An AWS Lambda function, acting as a worker, then consumed these messages and executed the server-side celestial map processor. This ensured that map generation was tightly coupled with payment success.

The Lambda Function: Processing SQS Events

The core of our server-side processing is an AWS Lambda function that handles messages from the SQS queue. This function is triggered whenever a new message arrives, signaling a successful payment and the need to generate a celestial map.

Here's a simplified example of the Lambda function's core logic:

// Simplified Lambda Function Example

import { SQSEvent, Context } from "aws-lambda";

/**
 * Example function to process SQS messages.
 * This simulates the core logic of your celestial map processing.
 */
export async function handler(
  event: SQSEvent,
  context: Context
): Promise<void> {
  console.log("Processing SQS event...");

  // Iterate through each record in the SQS event
  for (const record of event.Records) {
    try {
      // Parse the JSON message body
      const messageBody = JSON.parse(record.body);

      // Extract order ID and celestial map configuration
      const orderId = messageBody.orderId;
      const mapConfig = messageBody.mapConfig;

      console.log(`Processing order ID: ${orderId}`);

      // Simulate celestial map processing (replace with your actual logic)
      await processCelestialMap(orderId, mapConfig);

      console.log(`Order ID: ${orderId} processed successfully.`);
    } catch (error) {
      console.error("Error processing SQS message:", error);
    }
  }

  console.log("SQS event processing complete.");
}

/**
 * Example function to simulate celestial map processing.
 * Replace this with your actual map generation logic.
 */
async function processCelestialMap(
  orderId: string,
  mapConfig: any
): Promise<void> {
  // Simulate asynchronous map generation
  await new Promise((resolve) => setTimeout(resolve, 1000)); // Simulate 1 second processing time

  console.log(
    `Simulated celestial map generation for order ID: ${orderId} with config:`,
    mapConfig
  );
  // Here, you would use mapConfig to generate the celestial map.
  // And then store the result.
}

The Lambda Deployment Saga: Docker and Manifest Compatibility

Deploying the server-side celestial map processor as an AWS Lambda function presented a unique challenge. The canvas.js library, with its native dependencies, required a Docker image container for deployment.

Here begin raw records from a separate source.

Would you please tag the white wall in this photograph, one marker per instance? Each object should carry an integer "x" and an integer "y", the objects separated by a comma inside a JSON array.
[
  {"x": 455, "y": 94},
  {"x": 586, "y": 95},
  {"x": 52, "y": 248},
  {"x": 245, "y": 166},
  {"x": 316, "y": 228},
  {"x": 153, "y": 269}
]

However, I encountered a frustrating error: "manifest not compatible." After some research, I discovered that AWS Lambda had limitations with multi-architecture Docker image manifests. The solution was simple but crucial:

docker build --platform linux/amd64 -t celestial-map-processor:latest

By explicitly specifying the linux/amd64 platform during the Docker build process, I resolved the manifest compatibility issue. This was a significant win, and it felt incredibly rewarding to overcome this technical hurdle.

The Outcome: A Seamless Celestial Experience

With the deployment issues resolved, "Tu Cielo de Noche" began functioning flawlessly. Users could now effortlessly create personalized star maps, and the entire process, from payment to print-on-demand fulfillment, was automated.

Key Takeaways:

Building "Tu Cielo de Noche" was a challenging yet incredibly rewarding experience. It's a testament to the power of modern web technologies and the ability to turn complex scientific data into a personalized and meaningful experience.